Enquanto caminho, alguém
se aproxima esbaforidamente e, me acompanhando, fala:
_ O tempo parece que
vai mudar, né?
É uma mulher de meia
idade, alourada, simples e com um quê de elegante amabilidade e intimidade que
conquista e aconchega, me proporcionando a bem-vinda sensação de não estar só
neste imenso mundo.
Ali estava ela falando
comigo naturalmente, como se me conhecesse desde sempre; como duas criaturas
que partilharam e partilharão toda uma eternidade!
Ela é, seguramente,
mais nova do que eu; no entanto, me faz lembrar minha avó paterna. Desse jeito
eu era tratada, desde criancinha, por aquela minha avó: como uma pessoa, alguém
igual com quem se compartilha amor e respeito naturalmente. Estava sendo tão
bom e simples conversar com ela, como o fora sempre com minha avó: aquela mesma
forma de não ser importante o que dizíamos, mas a perfeita comunhão, a paz que
comungávamos.
Eu falava e caminhava
com aquela mulher, mas era como estar suspensa no tempo e no espaço. Naquele
momento, eu era apenas uma criatura tocada pela distinção de um estado
perfeito.
E foi, então, que ela
disse:
_ Incrível, já é o
final do ano! Outro dia mesmo, estávamos comemorando a chegada dele, não foi?
_ Foi. E cada ano
passa mais rápido! – respondi.
Isso seria mais um
trecho banal de nossa conversa amena, se ela não tivesse falado, em seguida:
_ É porque Deus tem
pressa.
Respondi que, então,
deveríamos também nos apressar para estarmos prontos para Ele.
Entrando já no
shopping, despedimo-nos afavelmente.
E a frase dela – Deus tem pressa! – ficou reverberando em
minha cabeça...
Comprei ingresso para
o cinema. Deus tem pressa!
Ainda faltava, pelo
menos, uma hora para o início do filme, e resolvi lanchar.
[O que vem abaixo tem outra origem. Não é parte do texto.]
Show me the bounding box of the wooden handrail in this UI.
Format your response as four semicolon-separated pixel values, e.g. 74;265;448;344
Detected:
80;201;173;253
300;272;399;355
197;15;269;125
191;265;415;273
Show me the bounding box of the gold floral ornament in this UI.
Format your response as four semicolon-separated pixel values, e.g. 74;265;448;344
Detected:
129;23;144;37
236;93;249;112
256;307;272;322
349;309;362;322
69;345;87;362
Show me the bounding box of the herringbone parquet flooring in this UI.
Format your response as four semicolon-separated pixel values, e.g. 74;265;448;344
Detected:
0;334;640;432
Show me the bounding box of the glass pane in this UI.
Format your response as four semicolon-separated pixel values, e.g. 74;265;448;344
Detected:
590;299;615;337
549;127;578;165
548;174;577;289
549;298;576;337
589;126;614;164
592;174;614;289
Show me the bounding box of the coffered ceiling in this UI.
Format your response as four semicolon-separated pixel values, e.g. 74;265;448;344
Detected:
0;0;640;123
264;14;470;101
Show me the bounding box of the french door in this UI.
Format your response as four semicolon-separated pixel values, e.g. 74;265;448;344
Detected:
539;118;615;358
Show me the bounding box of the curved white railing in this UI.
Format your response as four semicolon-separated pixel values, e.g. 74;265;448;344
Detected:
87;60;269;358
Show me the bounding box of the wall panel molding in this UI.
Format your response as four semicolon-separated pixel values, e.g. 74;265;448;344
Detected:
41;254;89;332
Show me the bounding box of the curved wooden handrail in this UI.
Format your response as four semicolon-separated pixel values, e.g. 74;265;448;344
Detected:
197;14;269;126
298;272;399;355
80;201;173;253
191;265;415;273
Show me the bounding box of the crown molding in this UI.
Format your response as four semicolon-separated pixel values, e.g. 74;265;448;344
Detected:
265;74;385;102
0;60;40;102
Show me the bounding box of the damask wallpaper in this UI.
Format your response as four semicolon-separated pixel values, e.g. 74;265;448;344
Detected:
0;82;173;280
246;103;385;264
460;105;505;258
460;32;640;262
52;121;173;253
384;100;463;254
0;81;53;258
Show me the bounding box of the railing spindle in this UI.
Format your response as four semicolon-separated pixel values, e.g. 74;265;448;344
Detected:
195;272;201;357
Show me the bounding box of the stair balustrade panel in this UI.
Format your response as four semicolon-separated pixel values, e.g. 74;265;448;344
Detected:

Deus tem pressa!
Sentei para comer,
deixando minha alma ir junto com meus olhos que sobrevoavam a Enseada de
Botafogo e aléns...
Deus tem pressa. Deus tem pressa. Deus tem pressa.
Ah, entendi!
Penso que entendi...
Talvez essa frase esteja
relacionada à minha mudança; à mudança que ocorreu em mim com relação à ideia
de morte, depois do falecimento de minha mãe.
Sempre pensei em minha
morte e, inclusive, em momentos de angústia profunda – E foram muitos! –, a
desejei.
Então, oscilavam assim
meus pensamentos sobre o tema: ou minha morte era algo que sabia aconteceria um
dia, como para todo mundo, aliás, ou era algo pelo que eu ansiava.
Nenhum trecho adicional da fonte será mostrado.